My Lord — I have been honoured with your Lordship's letter of yester day from Hampton Court, for which I feel myself much obliged. Your Lordship's time is of too much consequence to be taken up in corresponding with me, but I must beg leave once more humbly to represent to your consideration the grounds upon which I have, in the name of the merchants, formerly applied and did lately apply to have a ship of force stationed some where in the River Clyde, because I am afraid I have not been sufficiently understood.
In the first place, it was wished that a frigate might have been so stationed because she would at all ,times have been ready to cruise between the Mulls of Cantire and Galloway, and by that means have given protection to Ayr, Irvine, Rothesay, Greenock, and Port Glasgow, as well as to the north of Ireland.
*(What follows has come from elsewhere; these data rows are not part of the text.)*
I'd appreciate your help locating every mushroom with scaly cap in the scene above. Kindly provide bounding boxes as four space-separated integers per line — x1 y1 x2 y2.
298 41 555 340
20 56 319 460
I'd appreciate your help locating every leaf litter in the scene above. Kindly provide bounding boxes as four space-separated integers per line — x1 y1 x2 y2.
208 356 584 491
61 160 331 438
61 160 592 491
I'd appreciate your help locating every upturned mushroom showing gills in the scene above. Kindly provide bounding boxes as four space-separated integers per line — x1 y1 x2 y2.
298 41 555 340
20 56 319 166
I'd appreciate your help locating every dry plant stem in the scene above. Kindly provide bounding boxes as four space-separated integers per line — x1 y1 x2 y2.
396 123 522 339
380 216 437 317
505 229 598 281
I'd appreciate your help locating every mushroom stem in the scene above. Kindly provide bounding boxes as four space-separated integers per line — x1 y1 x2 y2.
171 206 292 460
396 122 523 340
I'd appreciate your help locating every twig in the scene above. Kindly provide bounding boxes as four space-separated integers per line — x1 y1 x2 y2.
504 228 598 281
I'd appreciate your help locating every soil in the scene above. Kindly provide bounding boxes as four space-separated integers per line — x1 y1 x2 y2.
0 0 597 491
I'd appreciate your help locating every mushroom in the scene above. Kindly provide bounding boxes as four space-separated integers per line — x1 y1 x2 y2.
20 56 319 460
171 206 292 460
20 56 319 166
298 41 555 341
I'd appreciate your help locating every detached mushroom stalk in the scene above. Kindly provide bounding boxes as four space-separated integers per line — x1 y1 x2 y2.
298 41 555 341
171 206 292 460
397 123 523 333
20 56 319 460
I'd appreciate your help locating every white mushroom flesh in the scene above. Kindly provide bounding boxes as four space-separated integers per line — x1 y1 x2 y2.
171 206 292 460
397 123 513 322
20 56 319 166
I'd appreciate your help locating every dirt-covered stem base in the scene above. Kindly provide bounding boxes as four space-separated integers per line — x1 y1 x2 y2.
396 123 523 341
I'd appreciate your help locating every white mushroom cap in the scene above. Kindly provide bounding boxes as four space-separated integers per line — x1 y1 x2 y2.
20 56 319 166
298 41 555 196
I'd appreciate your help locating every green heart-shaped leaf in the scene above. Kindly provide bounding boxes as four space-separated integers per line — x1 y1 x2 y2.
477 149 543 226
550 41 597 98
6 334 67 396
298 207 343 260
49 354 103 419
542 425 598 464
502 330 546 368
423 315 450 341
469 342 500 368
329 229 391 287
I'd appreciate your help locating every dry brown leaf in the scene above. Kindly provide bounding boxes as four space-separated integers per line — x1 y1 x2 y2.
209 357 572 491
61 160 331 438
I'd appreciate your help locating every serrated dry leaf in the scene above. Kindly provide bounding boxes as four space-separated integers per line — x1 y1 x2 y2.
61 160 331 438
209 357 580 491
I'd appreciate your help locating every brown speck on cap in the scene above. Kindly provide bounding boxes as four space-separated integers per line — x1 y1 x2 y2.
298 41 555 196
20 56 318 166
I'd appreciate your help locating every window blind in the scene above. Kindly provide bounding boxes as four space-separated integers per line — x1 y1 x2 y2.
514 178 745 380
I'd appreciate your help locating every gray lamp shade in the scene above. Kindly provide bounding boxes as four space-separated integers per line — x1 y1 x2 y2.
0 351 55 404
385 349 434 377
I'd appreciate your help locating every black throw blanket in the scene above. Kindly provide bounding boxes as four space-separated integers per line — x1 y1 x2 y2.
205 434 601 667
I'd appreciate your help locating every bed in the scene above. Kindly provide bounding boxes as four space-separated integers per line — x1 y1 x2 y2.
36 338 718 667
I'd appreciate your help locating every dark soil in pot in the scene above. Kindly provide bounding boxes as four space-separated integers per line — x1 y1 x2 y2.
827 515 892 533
In the next place, this protection was wished for the more because, the trade of this part of the world having been almost entirely carried on with America only, the merchants had reason to believe this coast would be the first object of the resentment of their privateers — the more so as the Americans knew well that the inhabitants upon these coasts were without forts or arms to protect them, and that their warehouses were full of tobacco, become of late very valuable and all they had to make up for the losses sustained by the American rebellion. Through me, your Lordship knows these fears were represented at the end of last year. They might then appear hastily and improperly taken up, that is not the case now.
Lastly, it was thought that a ship so stationed might have obtained as many good sailors here as perhaps at any other station about Great Britain, probably more.
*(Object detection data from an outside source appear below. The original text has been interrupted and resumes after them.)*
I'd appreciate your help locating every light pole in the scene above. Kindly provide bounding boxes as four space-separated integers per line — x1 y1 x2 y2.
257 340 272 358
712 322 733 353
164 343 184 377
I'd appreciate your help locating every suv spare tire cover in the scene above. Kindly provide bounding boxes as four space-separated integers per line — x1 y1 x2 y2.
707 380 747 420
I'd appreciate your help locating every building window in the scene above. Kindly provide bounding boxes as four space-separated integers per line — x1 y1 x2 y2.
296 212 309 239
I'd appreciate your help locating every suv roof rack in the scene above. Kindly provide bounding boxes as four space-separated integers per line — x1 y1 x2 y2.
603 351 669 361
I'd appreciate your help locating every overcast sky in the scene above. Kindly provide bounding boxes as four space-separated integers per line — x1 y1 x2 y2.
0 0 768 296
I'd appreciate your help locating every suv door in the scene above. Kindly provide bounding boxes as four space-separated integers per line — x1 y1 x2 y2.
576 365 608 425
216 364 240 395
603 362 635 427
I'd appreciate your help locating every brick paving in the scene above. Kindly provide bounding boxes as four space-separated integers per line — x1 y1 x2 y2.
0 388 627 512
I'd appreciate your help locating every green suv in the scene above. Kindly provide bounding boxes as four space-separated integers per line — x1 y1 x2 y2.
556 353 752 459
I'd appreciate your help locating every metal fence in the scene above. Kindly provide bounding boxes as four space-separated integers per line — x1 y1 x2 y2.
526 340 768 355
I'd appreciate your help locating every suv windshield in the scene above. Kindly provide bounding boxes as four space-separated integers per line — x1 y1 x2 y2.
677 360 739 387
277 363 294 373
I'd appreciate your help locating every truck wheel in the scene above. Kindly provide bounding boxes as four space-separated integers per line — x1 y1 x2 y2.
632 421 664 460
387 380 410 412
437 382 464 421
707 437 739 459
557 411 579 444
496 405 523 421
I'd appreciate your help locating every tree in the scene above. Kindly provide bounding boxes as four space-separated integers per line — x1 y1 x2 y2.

The inhabitants upon these coasts are mostly sailors, one half of them idle from the stop put to the American trade, the remainder employed in the herring fishery, most of whom might have been obtained to man his Majesty's fleet — the herring busses being now numerous, their rendezvous fixed to this coast, and their return to Greenock and Port Glasgow certain to entitle them to the bounty. In the meantime the merchants of Glasgow and Greenock have and do now, by a large and effectual bounty, give all the assistance in their power towards manning his Majesty's fleet, from which they must chiefly look for protection.
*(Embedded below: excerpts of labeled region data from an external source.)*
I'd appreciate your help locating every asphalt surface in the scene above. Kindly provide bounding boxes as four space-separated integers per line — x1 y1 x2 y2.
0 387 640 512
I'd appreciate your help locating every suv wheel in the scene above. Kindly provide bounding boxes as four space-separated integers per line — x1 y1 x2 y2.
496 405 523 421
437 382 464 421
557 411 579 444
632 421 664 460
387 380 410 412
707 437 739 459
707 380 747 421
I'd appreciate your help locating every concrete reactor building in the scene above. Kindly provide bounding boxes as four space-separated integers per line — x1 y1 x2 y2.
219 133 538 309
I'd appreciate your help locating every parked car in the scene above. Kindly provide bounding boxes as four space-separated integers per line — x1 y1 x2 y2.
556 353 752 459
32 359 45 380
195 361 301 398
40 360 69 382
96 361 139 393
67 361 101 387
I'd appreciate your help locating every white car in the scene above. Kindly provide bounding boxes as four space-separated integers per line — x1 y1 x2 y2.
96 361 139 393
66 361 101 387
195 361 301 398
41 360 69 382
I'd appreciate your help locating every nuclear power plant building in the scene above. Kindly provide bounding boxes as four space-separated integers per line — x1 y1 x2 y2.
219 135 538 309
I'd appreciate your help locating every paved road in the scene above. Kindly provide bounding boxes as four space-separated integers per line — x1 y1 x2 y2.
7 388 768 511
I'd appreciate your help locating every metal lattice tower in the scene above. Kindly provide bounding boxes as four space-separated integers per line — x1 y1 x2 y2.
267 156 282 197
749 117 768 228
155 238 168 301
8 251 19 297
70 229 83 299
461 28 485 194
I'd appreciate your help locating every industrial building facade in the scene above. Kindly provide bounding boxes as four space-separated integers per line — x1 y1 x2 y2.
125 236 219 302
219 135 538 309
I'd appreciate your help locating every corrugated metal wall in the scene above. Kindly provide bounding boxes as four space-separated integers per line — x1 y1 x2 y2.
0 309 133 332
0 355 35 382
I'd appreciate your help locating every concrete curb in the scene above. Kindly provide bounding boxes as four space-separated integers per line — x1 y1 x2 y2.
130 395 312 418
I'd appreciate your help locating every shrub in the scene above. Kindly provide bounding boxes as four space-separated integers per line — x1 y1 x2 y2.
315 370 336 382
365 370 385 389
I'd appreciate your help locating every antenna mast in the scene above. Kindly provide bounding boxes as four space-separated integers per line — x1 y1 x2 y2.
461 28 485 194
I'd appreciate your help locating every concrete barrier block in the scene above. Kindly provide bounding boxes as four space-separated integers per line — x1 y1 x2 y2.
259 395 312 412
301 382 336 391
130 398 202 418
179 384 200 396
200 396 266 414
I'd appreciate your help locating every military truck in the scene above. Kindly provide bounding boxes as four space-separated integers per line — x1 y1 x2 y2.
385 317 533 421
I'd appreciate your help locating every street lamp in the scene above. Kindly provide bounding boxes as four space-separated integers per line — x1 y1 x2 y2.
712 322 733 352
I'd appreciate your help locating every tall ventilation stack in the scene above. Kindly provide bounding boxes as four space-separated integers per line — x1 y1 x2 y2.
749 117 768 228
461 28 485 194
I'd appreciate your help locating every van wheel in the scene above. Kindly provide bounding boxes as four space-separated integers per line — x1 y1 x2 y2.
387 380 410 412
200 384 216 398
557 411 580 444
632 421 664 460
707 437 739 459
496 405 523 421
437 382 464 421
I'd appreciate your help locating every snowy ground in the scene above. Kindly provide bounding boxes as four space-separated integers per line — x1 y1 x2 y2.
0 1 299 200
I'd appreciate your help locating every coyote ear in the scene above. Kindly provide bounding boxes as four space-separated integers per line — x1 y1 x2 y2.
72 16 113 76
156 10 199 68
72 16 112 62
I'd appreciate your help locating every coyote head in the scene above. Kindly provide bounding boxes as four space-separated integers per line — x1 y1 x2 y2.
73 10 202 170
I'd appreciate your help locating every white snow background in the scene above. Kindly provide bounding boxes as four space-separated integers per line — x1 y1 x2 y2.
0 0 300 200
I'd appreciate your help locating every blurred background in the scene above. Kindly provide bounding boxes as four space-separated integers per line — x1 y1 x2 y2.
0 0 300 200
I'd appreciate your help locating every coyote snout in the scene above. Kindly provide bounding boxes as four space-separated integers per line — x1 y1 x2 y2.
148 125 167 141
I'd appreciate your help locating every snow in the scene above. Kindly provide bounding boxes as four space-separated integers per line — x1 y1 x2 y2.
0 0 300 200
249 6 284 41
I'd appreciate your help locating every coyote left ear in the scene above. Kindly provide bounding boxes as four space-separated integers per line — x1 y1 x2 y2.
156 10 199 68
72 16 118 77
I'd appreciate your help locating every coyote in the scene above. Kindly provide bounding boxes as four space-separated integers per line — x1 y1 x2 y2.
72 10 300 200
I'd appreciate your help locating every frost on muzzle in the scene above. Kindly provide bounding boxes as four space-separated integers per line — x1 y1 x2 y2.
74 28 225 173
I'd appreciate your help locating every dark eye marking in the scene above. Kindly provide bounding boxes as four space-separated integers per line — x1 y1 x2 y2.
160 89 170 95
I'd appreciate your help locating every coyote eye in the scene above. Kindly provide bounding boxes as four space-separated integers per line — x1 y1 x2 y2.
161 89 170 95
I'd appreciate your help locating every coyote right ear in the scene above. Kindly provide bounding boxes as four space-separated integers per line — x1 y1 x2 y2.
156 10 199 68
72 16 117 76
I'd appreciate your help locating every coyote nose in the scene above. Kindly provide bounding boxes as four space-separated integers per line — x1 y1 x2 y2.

Your Lordship is pleased to say that a ship of 32 guns is ordered to remain stationed on the north—west part of this island, and that a ship of 64 guns and a sloop of 18 are ordered to cruise up St George's Channel and to the north of Ireland to clear those seas of privateers. This may perhaps for a short time be effectual; but from the manner which privateers have come out of and returned to French ports, I must again humbly submit to your Lordship's better judgment whether the peculiar circumstances of the west coast of Scotland does not call for the permanent protection of a ship of force at a fixed station somewhere in the River Clyde, from whence she may cruise as occasion requires. I am [&c.],
P.S. — Till within these very few years, I never remember the Clyde without a man of war or a frigate merely to regulate the cutters and to assist in preventing the business of smuggling.